Still, to compete in digital advertising against the likes of Google and Facebook, Snapchat has had to embrace much of the same technology that powers their ads. Advertisers demand automated, targeted ad serving to tens of millions of users at a time, and trusty reporting on their campaigns.
In October, the last time Snapchat updated its privacy policies, it did include changes to how it collects data, the type of data, and how that data could be used. That privacy update did not include ads in the types of content that could be customized to user tastes.

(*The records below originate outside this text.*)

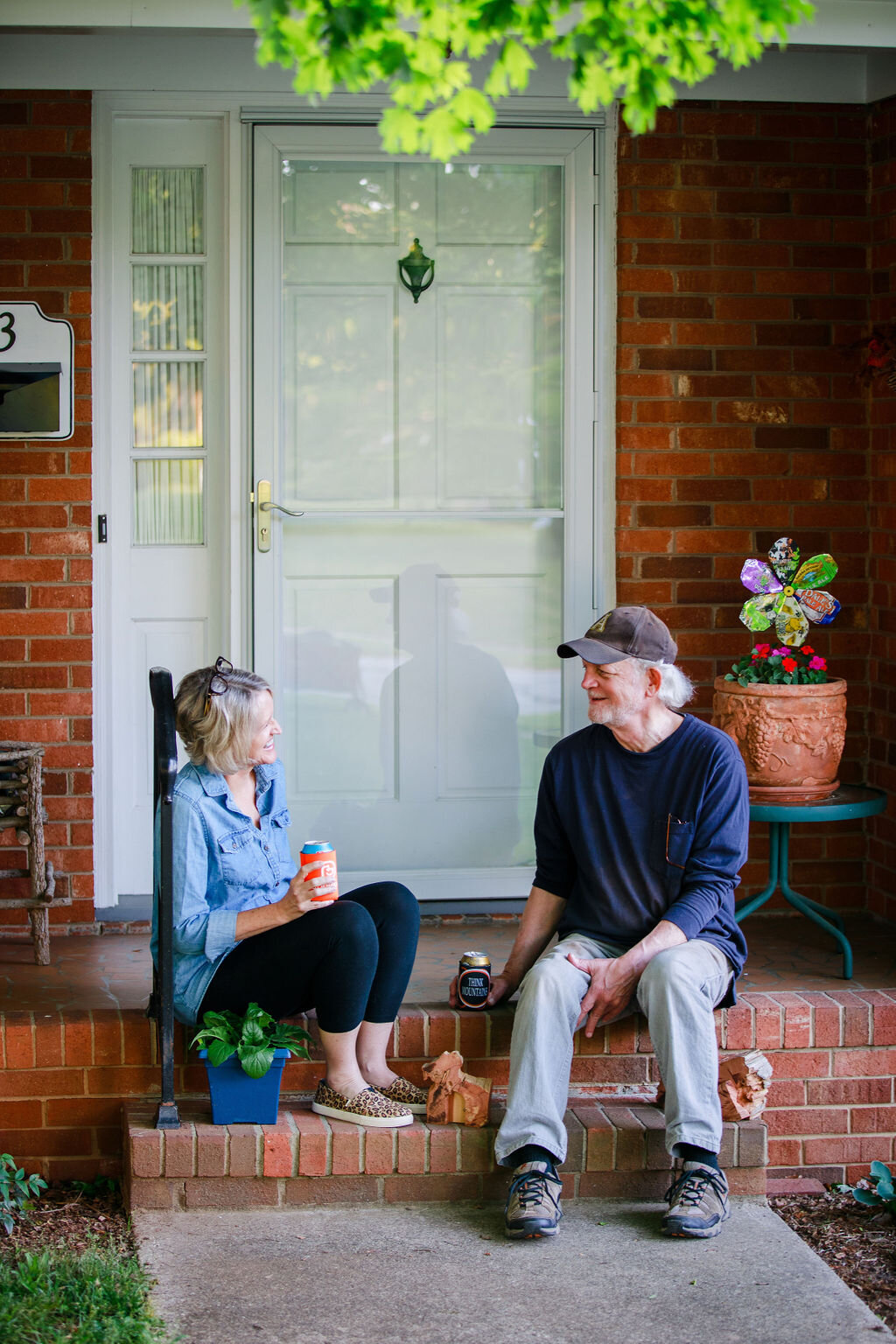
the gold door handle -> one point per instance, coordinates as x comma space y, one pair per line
263, 506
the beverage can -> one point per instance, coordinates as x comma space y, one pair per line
474, 978
321, 857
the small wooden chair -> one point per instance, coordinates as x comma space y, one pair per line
22, 807
161, 1003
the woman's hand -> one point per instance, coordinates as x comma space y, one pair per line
306, 894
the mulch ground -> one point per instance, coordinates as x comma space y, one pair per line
858, 1243
73, 1219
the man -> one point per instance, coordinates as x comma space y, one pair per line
641, 830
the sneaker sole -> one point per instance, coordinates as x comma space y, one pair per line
520, 1236
368, 1121
699, 1233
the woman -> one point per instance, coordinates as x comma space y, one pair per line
250, 928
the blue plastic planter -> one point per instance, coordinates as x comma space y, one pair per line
240, 1100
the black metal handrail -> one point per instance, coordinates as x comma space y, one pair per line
163, 999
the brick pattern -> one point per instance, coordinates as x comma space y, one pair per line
742, 276
46, 488
612, 1151
881, 865
832, 1103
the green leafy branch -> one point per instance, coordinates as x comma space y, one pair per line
422, 52
18, 1193
253, 1038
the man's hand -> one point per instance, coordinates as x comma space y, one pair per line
610, 993
501, 988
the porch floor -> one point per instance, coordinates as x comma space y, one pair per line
113, 970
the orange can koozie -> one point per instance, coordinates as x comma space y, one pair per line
323, 860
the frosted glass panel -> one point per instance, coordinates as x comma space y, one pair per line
339, 203
338, 385
168, 501
496, 203
500, 401
167, 210
168, 405
339, 652
168, 310
422, 686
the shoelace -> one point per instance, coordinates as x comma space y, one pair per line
690, 1186
529, 1188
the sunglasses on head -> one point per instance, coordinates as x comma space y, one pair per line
218, 680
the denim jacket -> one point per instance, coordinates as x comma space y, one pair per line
222, 864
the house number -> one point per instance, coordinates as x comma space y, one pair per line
7, 324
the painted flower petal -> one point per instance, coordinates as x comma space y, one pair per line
757, 577
785, 558
818, 606
757, 612
790, 622
815, 573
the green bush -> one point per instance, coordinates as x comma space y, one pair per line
876, 1190
98, 1296
18, 1191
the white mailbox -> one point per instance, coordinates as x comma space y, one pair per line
37, 391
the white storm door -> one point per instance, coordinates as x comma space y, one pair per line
409, 620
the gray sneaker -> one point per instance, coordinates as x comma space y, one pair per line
534, 1201
697, 1201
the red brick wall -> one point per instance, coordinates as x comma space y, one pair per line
881, 869
743, 234
45, 486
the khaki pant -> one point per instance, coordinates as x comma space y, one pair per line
677, 992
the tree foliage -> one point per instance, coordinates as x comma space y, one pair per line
424, 52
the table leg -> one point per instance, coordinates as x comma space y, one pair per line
808, 907
751, 903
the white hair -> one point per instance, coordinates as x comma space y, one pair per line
676, 689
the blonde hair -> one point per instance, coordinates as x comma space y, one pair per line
220, 738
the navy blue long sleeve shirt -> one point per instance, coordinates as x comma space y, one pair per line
632, 837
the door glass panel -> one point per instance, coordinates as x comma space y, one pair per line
167, 210
418, 682
168, 405
421, 686
168, 501
168, 306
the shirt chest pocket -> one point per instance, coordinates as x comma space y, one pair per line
238, 858
670, 842
280, 822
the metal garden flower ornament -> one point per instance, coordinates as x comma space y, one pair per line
790, 596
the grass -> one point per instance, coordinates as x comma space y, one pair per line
60, 1296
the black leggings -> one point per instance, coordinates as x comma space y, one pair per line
351, 962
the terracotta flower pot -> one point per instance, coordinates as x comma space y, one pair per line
792, 737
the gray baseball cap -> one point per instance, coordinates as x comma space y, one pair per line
627, 632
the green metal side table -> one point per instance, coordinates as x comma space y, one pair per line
840, 807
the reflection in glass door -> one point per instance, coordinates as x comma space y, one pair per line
416, 602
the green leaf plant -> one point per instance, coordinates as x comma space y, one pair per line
876, 1190
18, 1193
253, 1037
422, 52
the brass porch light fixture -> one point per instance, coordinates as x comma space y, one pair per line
416, 270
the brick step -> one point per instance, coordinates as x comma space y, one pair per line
614, 1151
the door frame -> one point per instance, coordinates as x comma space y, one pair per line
240, 116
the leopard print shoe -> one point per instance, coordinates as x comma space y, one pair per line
368, 1108
406, 1095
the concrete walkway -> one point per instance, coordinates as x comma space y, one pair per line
444, 1274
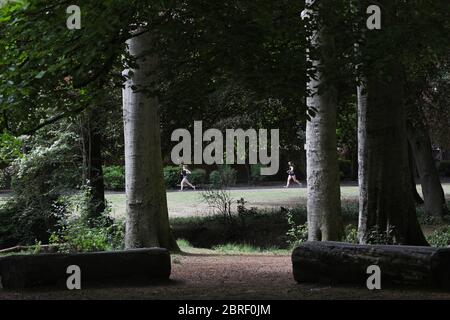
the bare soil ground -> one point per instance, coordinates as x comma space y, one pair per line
228, 277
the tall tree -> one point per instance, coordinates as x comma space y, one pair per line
420, 142
386, 200
323, 179
147, 222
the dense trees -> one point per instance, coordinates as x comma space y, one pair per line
324, 203
220, 60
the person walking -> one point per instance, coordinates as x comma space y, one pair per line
184, 177
291, 175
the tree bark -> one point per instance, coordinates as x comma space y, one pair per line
93, 163
338, 262
412, 169
323, 181
147, 223
432, 191
386, 200
386, 203
113, 267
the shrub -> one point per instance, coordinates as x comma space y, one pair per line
297, 233
39, 179
444, 168
114, 177
77, 236
219, 201
197, 176
172, 176
225, 176
439, 238
351, 234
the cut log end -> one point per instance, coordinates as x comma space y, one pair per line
96, 268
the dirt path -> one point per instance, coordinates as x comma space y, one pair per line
228, 277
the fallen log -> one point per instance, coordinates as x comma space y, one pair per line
45, 248
96, 267
336, 262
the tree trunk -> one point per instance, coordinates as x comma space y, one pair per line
412, 169
112, 267
386, 203
93, 163
323, 183
386, 200
348, 263
147, 223
432, 191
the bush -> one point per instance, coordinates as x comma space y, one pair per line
77, 236
172, 176
345, 168
114, 177
297, 233
198, 176
224, 177
444, 168
439, 238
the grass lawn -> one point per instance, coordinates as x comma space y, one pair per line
189, 203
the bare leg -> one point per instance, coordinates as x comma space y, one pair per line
295, 180
288, 182
188, 183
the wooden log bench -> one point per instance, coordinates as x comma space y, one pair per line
336, 262
50, 269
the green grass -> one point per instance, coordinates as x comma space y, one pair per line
182, 204
231, 249
236, 248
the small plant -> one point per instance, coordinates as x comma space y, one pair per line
243, 212
378, 236
297, 233
439, 238
351, 234
76, 236
198, 176
225, 176
172, 176
114, 177
219, 200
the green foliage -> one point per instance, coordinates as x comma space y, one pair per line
345, 168
114, 177
40, 176
255, 173
351, 234
297, 233
378, 236
198, 176
439, 238
224, 177
219, 201
172, 176
79, 233
77, 236
10, 148
444, 168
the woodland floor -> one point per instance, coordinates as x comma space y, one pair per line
196, 276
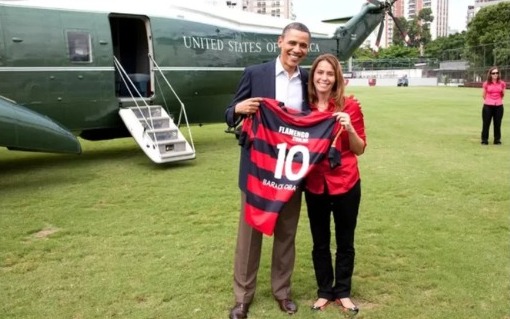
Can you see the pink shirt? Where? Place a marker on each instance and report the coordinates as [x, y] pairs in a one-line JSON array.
[[493, 93], [342, 178]]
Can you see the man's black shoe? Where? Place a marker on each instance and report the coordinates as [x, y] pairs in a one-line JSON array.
[[239, 311], [288, 306]]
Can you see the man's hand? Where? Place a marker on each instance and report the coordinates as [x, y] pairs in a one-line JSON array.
[[248, 106], [345, 120]]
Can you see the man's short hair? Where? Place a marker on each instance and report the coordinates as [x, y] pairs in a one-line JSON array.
[[296, 26]]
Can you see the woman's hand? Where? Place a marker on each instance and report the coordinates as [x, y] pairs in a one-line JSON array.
[[345, 120], [248, 106]]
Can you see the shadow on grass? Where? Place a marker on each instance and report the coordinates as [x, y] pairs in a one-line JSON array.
[[128, 155]]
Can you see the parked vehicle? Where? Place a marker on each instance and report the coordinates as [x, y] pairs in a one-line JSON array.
[[403, 81]]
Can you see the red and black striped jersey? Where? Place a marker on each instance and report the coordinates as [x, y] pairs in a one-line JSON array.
[[283, 145]]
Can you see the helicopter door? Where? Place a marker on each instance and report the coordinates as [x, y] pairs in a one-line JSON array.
[[131, 39]]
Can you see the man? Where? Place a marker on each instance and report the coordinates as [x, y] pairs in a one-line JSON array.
[[281, 79]]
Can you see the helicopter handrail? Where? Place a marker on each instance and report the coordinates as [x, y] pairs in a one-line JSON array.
[[183, 108]]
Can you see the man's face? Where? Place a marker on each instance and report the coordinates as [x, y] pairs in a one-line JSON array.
[[293, 48]]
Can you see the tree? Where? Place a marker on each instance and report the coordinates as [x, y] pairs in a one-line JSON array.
[[488, 36]]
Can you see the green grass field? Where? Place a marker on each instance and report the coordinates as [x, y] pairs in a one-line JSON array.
[[109, 234]]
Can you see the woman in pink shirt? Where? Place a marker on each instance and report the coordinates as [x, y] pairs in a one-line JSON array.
[[335, 191], [493, 93]]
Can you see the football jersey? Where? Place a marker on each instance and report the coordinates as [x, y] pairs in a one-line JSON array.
[[283, 145]]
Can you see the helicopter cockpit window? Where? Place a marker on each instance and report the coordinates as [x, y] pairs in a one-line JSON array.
[[79, 44]]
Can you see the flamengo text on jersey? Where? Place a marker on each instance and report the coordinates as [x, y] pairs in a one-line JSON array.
[[298, 136], [279, 186]]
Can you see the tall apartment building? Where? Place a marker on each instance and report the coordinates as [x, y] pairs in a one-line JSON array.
[[410, 9], [275, 8], [472, 10], [438, 27]]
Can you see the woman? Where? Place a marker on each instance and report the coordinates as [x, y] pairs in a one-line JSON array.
[[335, 190], [493, 93]]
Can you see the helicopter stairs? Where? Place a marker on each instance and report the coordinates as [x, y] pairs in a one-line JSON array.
[[156, 133]]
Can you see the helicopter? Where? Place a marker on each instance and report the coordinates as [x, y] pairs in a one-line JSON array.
[[111, 69]]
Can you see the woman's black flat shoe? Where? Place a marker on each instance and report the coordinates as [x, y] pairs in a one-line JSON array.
[[350, 312], [320, 308]]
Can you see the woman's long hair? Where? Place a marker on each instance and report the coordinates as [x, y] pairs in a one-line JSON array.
[[489, 76], [337, 93]]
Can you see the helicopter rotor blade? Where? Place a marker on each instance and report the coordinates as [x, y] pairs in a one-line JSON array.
[[379, 34], [399, 27]]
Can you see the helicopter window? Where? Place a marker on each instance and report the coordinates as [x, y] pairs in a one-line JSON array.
[[79, 44]]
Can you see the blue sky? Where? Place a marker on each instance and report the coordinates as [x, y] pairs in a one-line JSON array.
[[310, 10]]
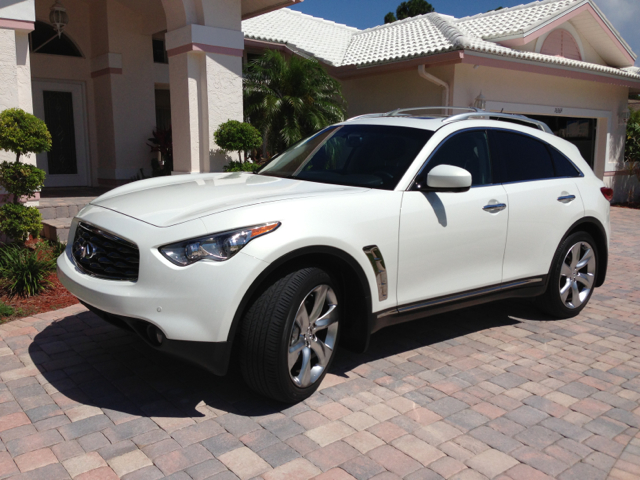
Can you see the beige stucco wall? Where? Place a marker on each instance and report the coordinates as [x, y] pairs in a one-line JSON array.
[[386, 92], [533, 93]]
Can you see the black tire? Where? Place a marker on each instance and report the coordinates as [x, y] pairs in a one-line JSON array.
[[266, 333], [551, 301]]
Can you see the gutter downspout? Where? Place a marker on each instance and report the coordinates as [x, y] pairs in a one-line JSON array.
[[422, 71]]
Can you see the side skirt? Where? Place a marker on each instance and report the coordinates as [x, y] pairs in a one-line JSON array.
[[530, 287]]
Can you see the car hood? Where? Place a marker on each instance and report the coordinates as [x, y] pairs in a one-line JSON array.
[[167, 201]]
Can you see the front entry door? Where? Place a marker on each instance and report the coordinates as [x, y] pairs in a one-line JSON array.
[[453, 242], [61, 106]]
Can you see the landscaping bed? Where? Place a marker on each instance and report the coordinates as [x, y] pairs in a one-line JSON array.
[[29, 284]]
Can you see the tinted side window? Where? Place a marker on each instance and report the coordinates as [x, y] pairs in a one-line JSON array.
[[521, 158], [468, 150], [564, 166]]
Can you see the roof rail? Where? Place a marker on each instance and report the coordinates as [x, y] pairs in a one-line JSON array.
[[508, 117], [402, 112]]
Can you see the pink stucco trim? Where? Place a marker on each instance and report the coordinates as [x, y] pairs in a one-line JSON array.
[[558, 72], [106, 71], [516, 42], [278, 6], [17, 24], [201, 47]]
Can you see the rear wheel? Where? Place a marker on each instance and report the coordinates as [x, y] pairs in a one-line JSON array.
[[573, 276], [289, 335]]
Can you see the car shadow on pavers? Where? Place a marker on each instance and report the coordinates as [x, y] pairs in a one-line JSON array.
[[93, 363]]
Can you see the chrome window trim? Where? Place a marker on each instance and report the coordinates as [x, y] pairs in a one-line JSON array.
[[376, 259]]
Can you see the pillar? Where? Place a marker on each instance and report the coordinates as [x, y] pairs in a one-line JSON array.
[[205, 46], [16, 21]]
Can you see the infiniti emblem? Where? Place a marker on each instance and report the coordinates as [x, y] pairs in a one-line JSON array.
[[85, 250]]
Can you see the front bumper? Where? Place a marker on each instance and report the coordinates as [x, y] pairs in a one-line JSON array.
[[213, 356], [196, 303]]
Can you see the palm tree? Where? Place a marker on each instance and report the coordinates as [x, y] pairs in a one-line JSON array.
[[288, 100]]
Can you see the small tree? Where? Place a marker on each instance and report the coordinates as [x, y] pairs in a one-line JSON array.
[[22, 134], [408, 9], [234, 136]]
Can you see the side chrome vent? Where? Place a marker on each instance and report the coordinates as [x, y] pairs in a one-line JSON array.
[[104, 255], [379, 269]]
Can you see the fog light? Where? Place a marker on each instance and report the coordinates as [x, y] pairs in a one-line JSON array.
[[155, 335]]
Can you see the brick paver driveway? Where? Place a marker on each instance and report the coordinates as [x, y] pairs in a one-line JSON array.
[[495, 391]]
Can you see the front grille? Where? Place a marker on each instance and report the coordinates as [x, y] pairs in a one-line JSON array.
[[104, 255]]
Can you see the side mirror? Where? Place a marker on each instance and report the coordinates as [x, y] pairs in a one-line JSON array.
[[446, 178]]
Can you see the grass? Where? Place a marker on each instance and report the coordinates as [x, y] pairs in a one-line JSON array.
[[24, 270]]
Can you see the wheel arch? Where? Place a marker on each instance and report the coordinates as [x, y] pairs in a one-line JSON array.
[[594, 227], [341, 266]]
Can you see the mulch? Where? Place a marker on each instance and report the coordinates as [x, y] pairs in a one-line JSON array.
[[54, 298]]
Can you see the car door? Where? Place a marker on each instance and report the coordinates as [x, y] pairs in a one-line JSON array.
[[544, 201], [453, 242]]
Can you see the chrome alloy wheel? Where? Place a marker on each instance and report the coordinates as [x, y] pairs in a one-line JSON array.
[[577, 275], [313, 336]]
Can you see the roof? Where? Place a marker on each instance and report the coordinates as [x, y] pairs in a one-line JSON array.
[[325, 40], [339, 45]]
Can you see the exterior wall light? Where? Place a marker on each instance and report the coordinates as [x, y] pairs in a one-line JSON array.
[[624, 116], [58, 17], [481, 102]]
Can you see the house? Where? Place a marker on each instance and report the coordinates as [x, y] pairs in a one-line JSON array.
[[560, 61], [104, 73], [97, 71]]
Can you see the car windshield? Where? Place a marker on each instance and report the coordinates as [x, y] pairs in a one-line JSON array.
[[371, 156]]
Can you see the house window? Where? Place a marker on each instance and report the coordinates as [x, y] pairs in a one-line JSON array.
[[44, 39], [561, 43], [159, 51]]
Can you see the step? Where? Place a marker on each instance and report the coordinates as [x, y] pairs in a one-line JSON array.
[[56, 229], [62, 207]]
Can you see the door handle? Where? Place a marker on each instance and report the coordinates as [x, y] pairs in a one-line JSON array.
[[495, 208], [566, 198]]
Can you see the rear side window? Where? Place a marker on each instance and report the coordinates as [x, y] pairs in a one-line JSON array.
[[520, 158], [564, 166], [468, 150]]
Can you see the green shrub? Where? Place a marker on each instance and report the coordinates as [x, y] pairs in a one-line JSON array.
[[21, 179], [242, 167], [5, 311], [234, 136], [24, 270], [23, 133], [17, 221]]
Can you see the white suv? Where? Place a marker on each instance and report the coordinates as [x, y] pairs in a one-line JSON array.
[[368, 223]]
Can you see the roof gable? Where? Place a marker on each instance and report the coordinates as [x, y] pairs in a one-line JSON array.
[[513, 27]]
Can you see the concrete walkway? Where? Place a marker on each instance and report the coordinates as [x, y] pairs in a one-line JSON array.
[[496, 391]]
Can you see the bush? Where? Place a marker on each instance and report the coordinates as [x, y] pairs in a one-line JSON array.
[[23, 133], [234, 136], [242, 167], [24, 270], [5, 311], [18, 221], [21, 179]]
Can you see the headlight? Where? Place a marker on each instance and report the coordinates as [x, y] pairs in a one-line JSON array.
[[217, 247]]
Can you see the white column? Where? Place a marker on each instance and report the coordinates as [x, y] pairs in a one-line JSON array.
[[16, 21], [205, 64]]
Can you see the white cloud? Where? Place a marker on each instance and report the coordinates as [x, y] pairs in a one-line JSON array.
[[625, 16]]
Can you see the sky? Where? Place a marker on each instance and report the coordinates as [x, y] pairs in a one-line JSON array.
[[623, 14]]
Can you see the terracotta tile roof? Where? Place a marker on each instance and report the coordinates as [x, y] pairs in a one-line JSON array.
[[429, 34]]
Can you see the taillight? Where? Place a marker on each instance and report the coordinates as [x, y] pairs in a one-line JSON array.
[[607, 192]]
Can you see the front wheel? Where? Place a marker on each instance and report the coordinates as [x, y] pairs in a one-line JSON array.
[[289, 335], [572, 278]]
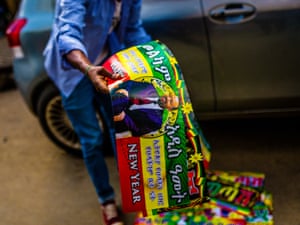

In the new privacy policy, Snapchat did tweak other clauses that could speak to broader ambitions, as well. It updated policies on the types of data it can access from people’s devices, and what it tracks from users inside the app, and outside.
Discover publishers also have been interested in using the knowledge they have on readers to shape how they produce for Snapchat. For instance, some publishers have said they would like to recommend new stories and videos to readers, or show them fresh content after a reader has already gone through their channels’ offerings.
Sticker shock
Today’s policy changes were accompanied by a product overhaul in which Snapchat introduced new video and chat features. It also launched sticker integrations that liven up the messaging side of the app.
Advertisers think stickers could be another avenue for their marketing on Snapchat, especially after the company bought Bitmoji last week. Bitmoji is a top virtual sticker app that lets people create cartoonish avatars, and it could easily slip into Snapchat’s new sticker library.
“What’s missing from the app today is an easy way for a user to insert a representation of themselves into their non-selfie snaps and stories. Bitmoji could provide that, in a customizable and sponsorable way. For example, I could add my bitmoji to a snap wearing Nikes, Ray-Bans or a Game of Thrones outfit,” said Jennifer Lum, co-founder of Adelphic, a mobile ad tech company.
That could put branded content right into the most trafficked — and most sacred — area within Snapchat, the messaging side of the app.